IMAGE: When applying under early decision, consider keeping track of requirements and deadlines with a checklist.
By Clara Ault,
For seniors, applying to and hearing back from colleges can be the most stressful part of the year. Early decision can help students who are sure of where they want to feel more relaxed during their final year of high school.
In early decision, a student applies to college early and commits to going there if they get in. Students apply by Nov. 1 and hear back mid to late December. Davis High alumna Molly Burke applied to Northwestern under early decision last fall because she knew it was the school for her.
“I realized [Northwestern] was my absolute number one choice and early decision could only help me,” Burke said.
For her, applying early decision was an easy choice because she knew where she wanted to go to college. Others looking into early decision should be sure that where they are committing to go is indeed where they want to go.
“I think that anyone considering early decision should be sure that it is their number one choice. They definitely shouldn’t do it for a school where they couldn’t picture themselves,” Burke said.
Head counselor Catherine Pereira says only students who have extensively researched and have a clear idea of what they want should consider applying for early decision; it shouldn’t be a last minute decision.
“For seniors if you’re thinking about doing early decision, you don’t want to be like, ‘oh I’m applying early I better rush this essay out.’ You want to be thoughtful about it and have spent time dedicated to working on your essays and your applications and have your recommendations all set up and everything,” Pereira said.
She always asks students if they know what they are getting themselves into.

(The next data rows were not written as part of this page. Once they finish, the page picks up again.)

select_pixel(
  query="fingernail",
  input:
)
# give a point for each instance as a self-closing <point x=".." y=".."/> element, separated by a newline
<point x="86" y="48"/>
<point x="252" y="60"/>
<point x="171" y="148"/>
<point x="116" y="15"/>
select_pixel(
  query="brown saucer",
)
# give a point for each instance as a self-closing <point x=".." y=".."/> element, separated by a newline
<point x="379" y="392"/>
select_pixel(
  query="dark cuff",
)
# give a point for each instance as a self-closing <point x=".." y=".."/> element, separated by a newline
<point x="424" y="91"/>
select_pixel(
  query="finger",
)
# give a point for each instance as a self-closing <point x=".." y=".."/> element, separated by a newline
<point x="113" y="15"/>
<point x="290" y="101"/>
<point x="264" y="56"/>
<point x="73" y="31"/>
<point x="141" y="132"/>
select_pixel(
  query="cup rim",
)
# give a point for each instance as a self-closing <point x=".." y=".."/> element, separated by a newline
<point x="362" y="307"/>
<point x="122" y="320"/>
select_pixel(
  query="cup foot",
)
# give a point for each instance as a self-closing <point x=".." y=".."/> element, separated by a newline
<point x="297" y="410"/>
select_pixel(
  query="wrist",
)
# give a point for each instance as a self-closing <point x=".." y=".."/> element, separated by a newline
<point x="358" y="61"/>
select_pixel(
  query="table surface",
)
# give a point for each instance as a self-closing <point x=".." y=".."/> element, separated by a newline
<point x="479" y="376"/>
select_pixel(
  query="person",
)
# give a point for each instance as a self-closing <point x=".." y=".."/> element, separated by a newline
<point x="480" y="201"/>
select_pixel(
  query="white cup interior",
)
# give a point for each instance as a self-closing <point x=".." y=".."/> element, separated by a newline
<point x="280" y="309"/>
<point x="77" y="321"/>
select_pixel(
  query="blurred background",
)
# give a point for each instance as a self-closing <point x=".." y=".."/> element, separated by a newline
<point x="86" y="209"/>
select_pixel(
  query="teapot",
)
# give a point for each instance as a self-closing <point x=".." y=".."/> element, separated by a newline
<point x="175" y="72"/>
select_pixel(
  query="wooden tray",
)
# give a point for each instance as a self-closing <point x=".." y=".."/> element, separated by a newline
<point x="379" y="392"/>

“I always ask students when they’re gonna apply to early decision, if they’ve done their research on it, if they’re absolutely sure they want to go there. And most, say 90 percent, say yes, that’s where they want to be,” Pereira said.

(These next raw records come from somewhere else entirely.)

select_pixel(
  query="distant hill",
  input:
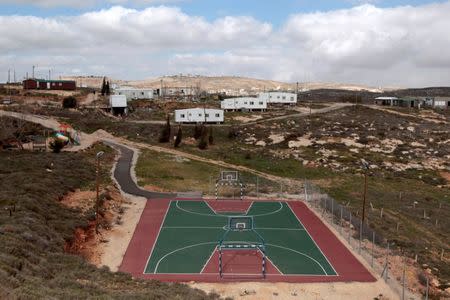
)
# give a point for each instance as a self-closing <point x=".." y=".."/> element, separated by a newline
<point x="221" y="84"/>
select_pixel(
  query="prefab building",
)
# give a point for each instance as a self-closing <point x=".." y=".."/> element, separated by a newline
<point x="441" y="102"/>
<point x="134" y="93"/>
<point x="118" y="104"/>
<point x="386" y="101"/>
<point x="199" y="115"/>
<point x="279" y="98"/>
<point x="244" y="103"/>
<point x="43" y="84"/>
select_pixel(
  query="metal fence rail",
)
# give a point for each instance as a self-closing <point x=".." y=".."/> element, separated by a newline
<point x="373" y="247"/>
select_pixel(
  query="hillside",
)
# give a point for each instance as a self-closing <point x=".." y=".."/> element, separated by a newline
<point x="222" y="83"/>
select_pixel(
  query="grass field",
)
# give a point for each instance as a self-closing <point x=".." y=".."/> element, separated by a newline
<point x="192" y="229"/>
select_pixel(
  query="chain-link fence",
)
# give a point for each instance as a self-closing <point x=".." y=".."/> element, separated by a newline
<point x="370" y="245"/>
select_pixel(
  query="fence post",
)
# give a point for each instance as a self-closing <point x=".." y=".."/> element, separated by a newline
<point x="403" y="280"/>
<point x="360" y="235"/>
<point x="387" y="264"/>
<point x="350" y="230"/>
<point x="257" y="187"/>
<point x="373" y="246"/>
<point x="306" y="192"/>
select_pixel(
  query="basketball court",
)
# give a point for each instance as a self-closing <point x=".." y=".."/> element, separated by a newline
<point x="237" y="240"/>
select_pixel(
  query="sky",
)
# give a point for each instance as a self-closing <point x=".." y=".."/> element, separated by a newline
<point x="375" y="43"/>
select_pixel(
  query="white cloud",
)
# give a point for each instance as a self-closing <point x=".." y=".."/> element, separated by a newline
<point x="86" y="3"/>
<point x="365" y="44"/>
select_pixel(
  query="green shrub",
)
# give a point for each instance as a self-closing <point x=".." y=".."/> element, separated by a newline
<point x="70" y="102"/>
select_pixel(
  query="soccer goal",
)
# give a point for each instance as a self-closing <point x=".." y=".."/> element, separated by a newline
<point x="242" y="250"/>
<point x="229" y="182"/>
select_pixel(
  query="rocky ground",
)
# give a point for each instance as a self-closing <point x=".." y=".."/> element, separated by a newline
<point x="338" y="140"/>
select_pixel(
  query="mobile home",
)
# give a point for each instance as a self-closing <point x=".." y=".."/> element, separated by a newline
<point x="244" y="103"/>
<point x="279" y="98"/>
<point x="199" y="115"/>
<point x="134" y="93"/>
<point x="118" y="104"/>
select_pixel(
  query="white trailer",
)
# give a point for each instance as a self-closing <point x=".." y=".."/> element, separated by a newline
<point x="279" y="98"/>
<point x="244" y="103"/>
<point x="199" y="115"/>
<point x="118" y="104"/>
<point x="134" y="93"/>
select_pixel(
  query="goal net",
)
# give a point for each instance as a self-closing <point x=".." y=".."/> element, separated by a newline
<point x="242" y="250"/>
<point x="229" y="186"/>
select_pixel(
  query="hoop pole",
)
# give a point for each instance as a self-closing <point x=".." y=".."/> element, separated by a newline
<point x="220" y="262"/>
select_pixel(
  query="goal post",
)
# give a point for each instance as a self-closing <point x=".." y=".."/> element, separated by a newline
<point x="240" y="227"/>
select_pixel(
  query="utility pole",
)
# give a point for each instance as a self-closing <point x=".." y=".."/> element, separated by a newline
<point x="366" y="169"/>
<point x="97" y="184"/>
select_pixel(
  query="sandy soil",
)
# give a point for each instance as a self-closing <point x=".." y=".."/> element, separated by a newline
<point x="313" y="291"/>
<point x="245" y="119"/>
<point x="116" y="240"/>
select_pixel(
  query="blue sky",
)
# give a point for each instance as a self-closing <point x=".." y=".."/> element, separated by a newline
<point x="376" y="43"/>
<point x="270" y="11"/>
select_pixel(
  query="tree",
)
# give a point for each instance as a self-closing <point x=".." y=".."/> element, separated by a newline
<point x="70" y="102"/>
<point x="203" y="143"/>
<point x="165" y="132"/>
<point x="178" y="138"/>
<point x="104" y="86"/>
<point x="107" y="89"/>
<point x="12" y="131"/>
<point x="211" y="137"/>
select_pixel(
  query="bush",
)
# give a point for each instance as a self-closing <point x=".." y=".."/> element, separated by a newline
<point x="56" y="145"/>
<point x="165" y="133"/>
<point x="211" y="137"/>
<point x="70" y="102"/>
<point x="198" y="131"/>
<point x="178" y="138"/>
<point x="203" y="143"/>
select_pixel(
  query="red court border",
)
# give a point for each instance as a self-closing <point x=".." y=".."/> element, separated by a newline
<point x="349" y="269"/>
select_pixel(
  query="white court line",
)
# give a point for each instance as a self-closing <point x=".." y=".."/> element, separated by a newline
<point x="156" y="240"/>
<point x="312" y="239"/>
<point x="279" y="271"/>
<point x="219" y="215"/>
<point x="298" y="252"/>
<point x="248" y="209"/>
<point x="212" y="254"/>
<point x="223" y="227"/>
<point x="179" y="249"/>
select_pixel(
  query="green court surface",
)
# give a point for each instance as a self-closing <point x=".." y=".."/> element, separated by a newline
<point x="191" y="230"/>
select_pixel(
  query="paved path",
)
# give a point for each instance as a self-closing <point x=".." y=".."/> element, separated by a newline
<point x="123" y="173"/>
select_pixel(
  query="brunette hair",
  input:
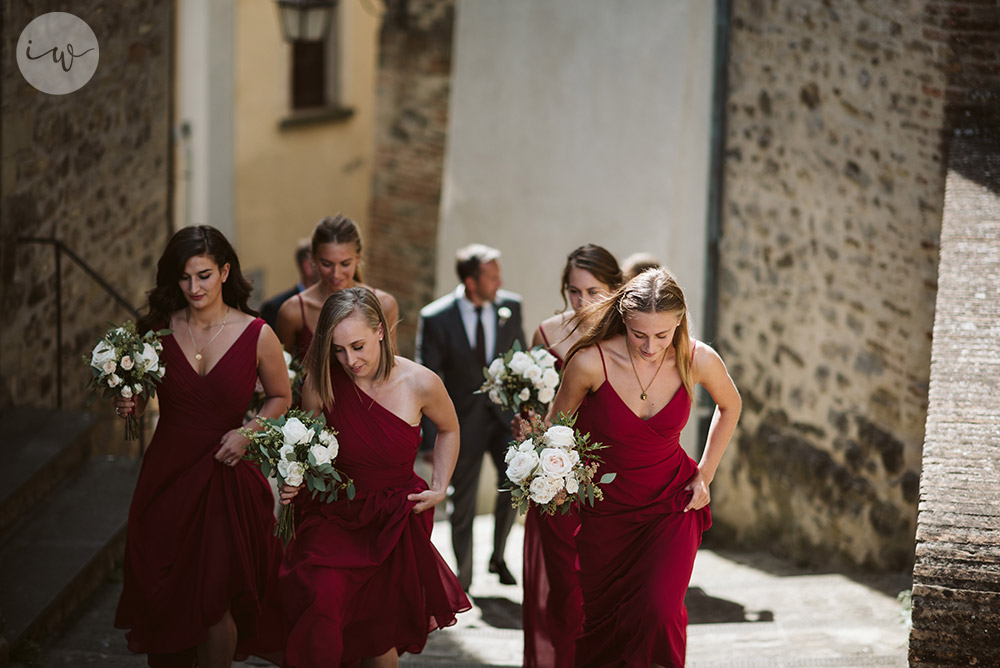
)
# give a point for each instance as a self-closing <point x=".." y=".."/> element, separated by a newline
<point x="186" y="243"/>
<point x="596" y="261"/>
<point x="337" y="308"/>
<point x="338" y="229"/>
<point x="653" y="291"/>
<point x="469" y="260"/>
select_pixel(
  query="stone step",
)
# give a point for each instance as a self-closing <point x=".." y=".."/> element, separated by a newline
<point x="39" y="448"/>
<point x="57" y="555"/>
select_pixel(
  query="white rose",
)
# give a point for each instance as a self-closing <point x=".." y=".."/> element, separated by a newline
<point x="295" y="473"/>
<point x="559" y="436"/>
<point x="522" y="465"/>
<point x="572" y="485"/>
<point x="148" y="360"/>
<point x="544" y="488"/>
<point x="296" y="432"/>
<point x="103" y="352"/>
<point x="327" y="438"/>
<point x="321" y="454"/>
<point x="496" y="368"/>
<point x="543" y="357"/>
<point x="555" y="462"/>
<point x="520" y="362"/>
<point x="533" y="373"/>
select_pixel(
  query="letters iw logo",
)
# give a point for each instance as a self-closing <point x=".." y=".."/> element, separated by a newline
<point x="57" y="53"/>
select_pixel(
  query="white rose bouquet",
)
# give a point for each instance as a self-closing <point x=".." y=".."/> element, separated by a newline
<point x="295" y="448"/>
<point x="554" y="469"/>
<point x="521" y="380"/>
<point x="127" y="365"/>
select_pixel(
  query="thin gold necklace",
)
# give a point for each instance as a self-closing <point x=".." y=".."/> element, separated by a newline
<point x="197" y="353"/>
<point x="632" y="362"/>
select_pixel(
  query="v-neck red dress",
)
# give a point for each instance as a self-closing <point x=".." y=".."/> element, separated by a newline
<point x="199" y="532"/>
<point x="362" y="577"/>
<point x="637" y="546"/>
<point x="552" y="608"/>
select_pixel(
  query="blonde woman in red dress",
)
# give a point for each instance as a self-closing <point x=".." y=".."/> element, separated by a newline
<point x="630" y="380"/>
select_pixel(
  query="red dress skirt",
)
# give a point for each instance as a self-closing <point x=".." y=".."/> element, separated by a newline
<point x="361" y="577"/>
<point x="199" y="532"/>
<point x="637" y="546"/>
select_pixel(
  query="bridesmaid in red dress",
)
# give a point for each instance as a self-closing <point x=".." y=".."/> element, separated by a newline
<point x="200" y="558"/>
<point x="552" y="608"/>
<point x="630" y="379"/>
<point x="361" y="579"/>
<point x="336" y="253"/>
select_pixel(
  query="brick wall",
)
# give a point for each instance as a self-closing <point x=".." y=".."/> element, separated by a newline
<point x="828" y="274"/>
<point x="89" y="168"/>
<point x="414" y="77"/>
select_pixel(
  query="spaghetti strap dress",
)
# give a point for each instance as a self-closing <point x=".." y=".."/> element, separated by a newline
<point x="199" y="532"/>
<point x="637" y="546"/>
<point x="361" y="577"/>
<point x="552" y="608"/>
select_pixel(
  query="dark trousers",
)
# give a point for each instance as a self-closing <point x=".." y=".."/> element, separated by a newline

Senior Katie Borowsky didn’t apply for early decision because she didn’t feel prepared.
“I did not apply early decision because I don’t know where I want to go,” Borowsky said.

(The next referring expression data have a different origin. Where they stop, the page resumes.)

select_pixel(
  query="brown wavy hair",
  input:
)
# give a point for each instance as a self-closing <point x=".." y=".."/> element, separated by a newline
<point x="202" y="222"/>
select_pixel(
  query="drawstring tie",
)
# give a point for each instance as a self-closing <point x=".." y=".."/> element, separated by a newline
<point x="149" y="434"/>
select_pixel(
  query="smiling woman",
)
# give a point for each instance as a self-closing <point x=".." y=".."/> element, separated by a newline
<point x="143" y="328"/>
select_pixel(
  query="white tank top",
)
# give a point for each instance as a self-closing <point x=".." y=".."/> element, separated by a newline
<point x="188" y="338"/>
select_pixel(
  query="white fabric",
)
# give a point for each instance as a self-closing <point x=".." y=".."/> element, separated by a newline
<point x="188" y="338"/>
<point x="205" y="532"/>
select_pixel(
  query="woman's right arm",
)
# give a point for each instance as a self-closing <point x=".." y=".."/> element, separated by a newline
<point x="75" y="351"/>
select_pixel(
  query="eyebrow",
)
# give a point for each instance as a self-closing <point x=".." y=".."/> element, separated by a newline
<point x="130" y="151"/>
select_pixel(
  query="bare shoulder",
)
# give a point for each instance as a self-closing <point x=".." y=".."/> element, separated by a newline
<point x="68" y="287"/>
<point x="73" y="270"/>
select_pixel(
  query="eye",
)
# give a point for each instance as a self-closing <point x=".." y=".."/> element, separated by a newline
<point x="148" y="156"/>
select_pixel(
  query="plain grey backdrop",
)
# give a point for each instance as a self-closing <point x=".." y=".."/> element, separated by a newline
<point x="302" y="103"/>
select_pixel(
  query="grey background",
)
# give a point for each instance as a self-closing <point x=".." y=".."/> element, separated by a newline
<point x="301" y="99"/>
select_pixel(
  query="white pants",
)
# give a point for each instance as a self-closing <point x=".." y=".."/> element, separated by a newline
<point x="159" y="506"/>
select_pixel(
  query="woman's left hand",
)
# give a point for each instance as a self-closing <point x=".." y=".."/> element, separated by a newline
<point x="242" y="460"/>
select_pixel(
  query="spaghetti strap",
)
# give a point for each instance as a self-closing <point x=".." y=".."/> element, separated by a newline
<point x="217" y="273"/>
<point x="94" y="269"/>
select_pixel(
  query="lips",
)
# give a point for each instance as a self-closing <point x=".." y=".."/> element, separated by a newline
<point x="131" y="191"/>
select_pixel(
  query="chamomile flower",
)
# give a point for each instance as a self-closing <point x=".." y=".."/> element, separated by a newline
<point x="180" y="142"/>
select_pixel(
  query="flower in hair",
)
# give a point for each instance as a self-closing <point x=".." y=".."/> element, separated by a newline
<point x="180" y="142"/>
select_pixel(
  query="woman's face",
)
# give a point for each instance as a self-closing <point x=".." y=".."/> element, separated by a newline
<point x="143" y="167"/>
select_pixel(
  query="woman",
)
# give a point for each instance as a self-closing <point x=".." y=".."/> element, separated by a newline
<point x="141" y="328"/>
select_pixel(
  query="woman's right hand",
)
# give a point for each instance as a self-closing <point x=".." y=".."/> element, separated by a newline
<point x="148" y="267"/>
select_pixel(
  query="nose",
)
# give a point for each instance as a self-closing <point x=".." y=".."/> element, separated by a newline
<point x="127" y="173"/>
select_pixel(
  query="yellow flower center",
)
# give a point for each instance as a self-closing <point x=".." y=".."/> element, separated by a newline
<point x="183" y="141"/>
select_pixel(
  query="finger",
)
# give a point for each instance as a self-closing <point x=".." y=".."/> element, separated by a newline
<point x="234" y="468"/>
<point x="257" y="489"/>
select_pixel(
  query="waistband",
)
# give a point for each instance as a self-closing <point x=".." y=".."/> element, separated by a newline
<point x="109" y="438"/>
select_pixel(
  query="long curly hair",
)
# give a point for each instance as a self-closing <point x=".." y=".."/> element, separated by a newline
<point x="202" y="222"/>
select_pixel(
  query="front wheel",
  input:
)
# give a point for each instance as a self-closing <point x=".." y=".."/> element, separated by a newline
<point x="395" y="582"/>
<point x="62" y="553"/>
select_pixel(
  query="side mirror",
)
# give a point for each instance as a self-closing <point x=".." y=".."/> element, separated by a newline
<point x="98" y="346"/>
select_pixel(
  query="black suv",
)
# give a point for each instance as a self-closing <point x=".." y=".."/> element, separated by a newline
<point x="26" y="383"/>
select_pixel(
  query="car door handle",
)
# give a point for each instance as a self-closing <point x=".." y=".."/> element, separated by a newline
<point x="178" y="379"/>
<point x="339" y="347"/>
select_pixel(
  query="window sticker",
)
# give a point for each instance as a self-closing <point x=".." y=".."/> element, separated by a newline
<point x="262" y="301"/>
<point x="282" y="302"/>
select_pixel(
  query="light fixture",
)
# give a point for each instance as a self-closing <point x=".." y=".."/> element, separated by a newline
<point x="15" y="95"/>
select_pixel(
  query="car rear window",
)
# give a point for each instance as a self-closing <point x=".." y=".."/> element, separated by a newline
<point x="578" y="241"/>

One of the drawbacks that many families have to consider when deciding whether or not early decision is right for them is that students can’t compare financial aid packages. This was Burke’s primary concern.
“My main hesitation was concern with how much financial aid I would receive. I heard that early decision was binding, but learned from Mrs. Wilkerson that there was actually a way to back out if there were true financial barriers,” Burke said.
Early decision can help students improve their chances of getting into a specific college, where something like early action might actually make it harder for students to get in.
“Early action might be harder to get into, like, Stanford because they’ll allow so many people in, but they want to see what the regular pool looks like, so they’re not gonna let everybody just come in off of early. So doing regular decision might be better for some students,” Pereira said.
Colleges may be more inclined to accept students who apply under early decision because it’s less of a risk for them when they admit that student.
“They know if they admit you you’re going to go to that school. Whereas if you apply regular or early action they don’t know if you’re gonna get to that school because you’re also applying to maybe 10 other colleges,” Pereira said.
Burke has had no second thoughts about her decision to apply under early decision.
“I didn’t have any regrets because I love Northwestern and am so glad to be here,” she said.